Journal of the American Statistical Association, Oct 2020

Abs

Technological advances in science and engineering have led to the routine collection of large and complex data objects, where the dependence structure among those objects is often of great interest. Those complex objects (e.g., different brain subcortical structures) often reside in some Banach spaces, and hence their relationship cannot be well characterized by most of the existing measures of dependence such as correlation coefficients developed in Hilbert spaces. To overcome the limitations of the existing measures, we propose Ball Covariance as a generic measure of dependence between two random objects in two possibly different Banach spaces. Our Ball Covariance possesses the following attractive properties: (i) It is nonparametric and model-free, which make the proposed measure robust to model mis-specification; (ii) It is nonnegative and equal to zero if and only if two random objects in two separable Banach spaces are independent; (iii) Empirical Ball Covariance is easy to compute and can be used as a test statistic of independence. We present both theoretical and numerical results to reveal the potential power of the Ball Covariance in detecting dependence.
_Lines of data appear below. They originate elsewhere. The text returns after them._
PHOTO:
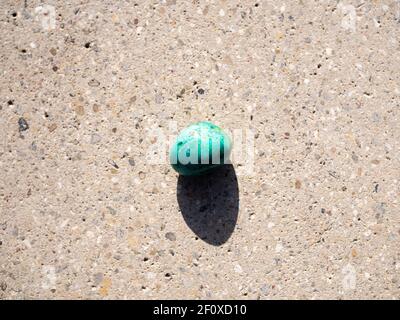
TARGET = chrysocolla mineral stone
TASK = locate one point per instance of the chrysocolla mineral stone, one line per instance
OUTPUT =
(199, 149)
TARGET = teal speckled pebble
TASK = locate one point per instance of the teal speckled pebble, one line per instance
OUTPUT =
(199, 149)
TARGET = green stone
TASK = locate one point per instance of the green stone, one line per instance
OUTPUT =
(199, 149)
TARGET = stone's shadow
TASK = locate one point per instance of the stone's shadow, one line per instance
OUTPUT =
(210, 204)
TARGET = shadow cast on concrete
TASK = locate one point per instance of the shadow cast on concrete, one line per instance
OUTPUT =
(210, 204)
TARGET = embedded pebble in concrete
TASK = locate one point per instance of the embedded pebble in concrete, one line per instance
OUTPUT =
(318, 82)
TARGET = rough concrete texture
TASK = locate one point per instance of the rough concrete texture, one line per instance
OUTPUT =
(84, 216)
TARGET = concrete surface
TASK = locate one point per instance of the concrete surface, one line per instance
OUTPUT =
(83, 215)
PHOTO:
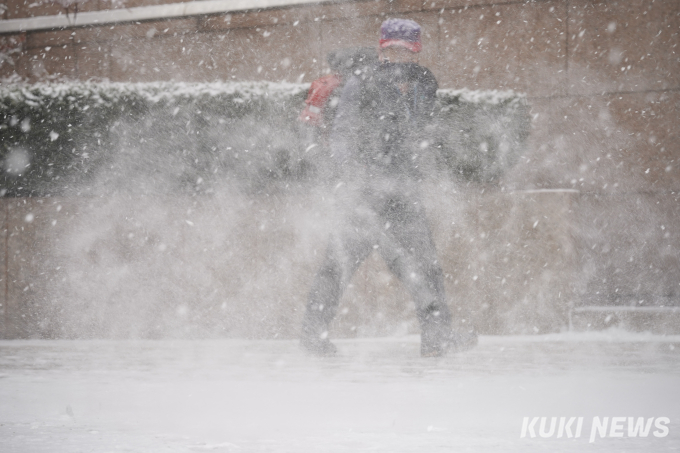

Also importantly, we analyze two real datasets to demonstrate the usefulness of Ball Covariance in the complex dependence detection.

2019

Two-sample test for compositional data with ball divergence

Jin Zhu, Kunsheng Lv, Aijun Zhang, Wenliang Pan, and Xueqin Wang

Statistics and Its Interface, Oct 2019

Abs

In this paper, we try to analyze whether the intestinal microbiota structures between gout patients and healthy individuals are different. The intestinal microbiota structures are usually measured by so-called compositional data, composed of multiple components whose value are typically non-negative and sum up to a constant. They are frequently collected and studied in many areas such as petrology, biology, and medicine nowadays. The difficulties to do statistical inference with compositional data arise from not only the constant restriction on the component sum, but also high dimensionality of the components with possible many zero measurements, which are frequently appeared in the 16S rRNA gene sequences. To overcome these difficulties, we first define the Bhattacharyya distance between two compositions such that the set of compositions is isometrically embedded in some spherical surfaces. And then we propose a two-sample test statistic for compositional data by Ball Divergence, a novel but powerful measure for the discrepancy between two probability measures in separable Banach spaces. Our test procedure demonstrates its excellent performance in Monte Carlo simulation studies even when the simulated data consist of thousand components with a high proportion of zero measurements. We also find that our method can distinguish two intestinal microbiota structures between gout patients and healthy individuals while the existing method does not.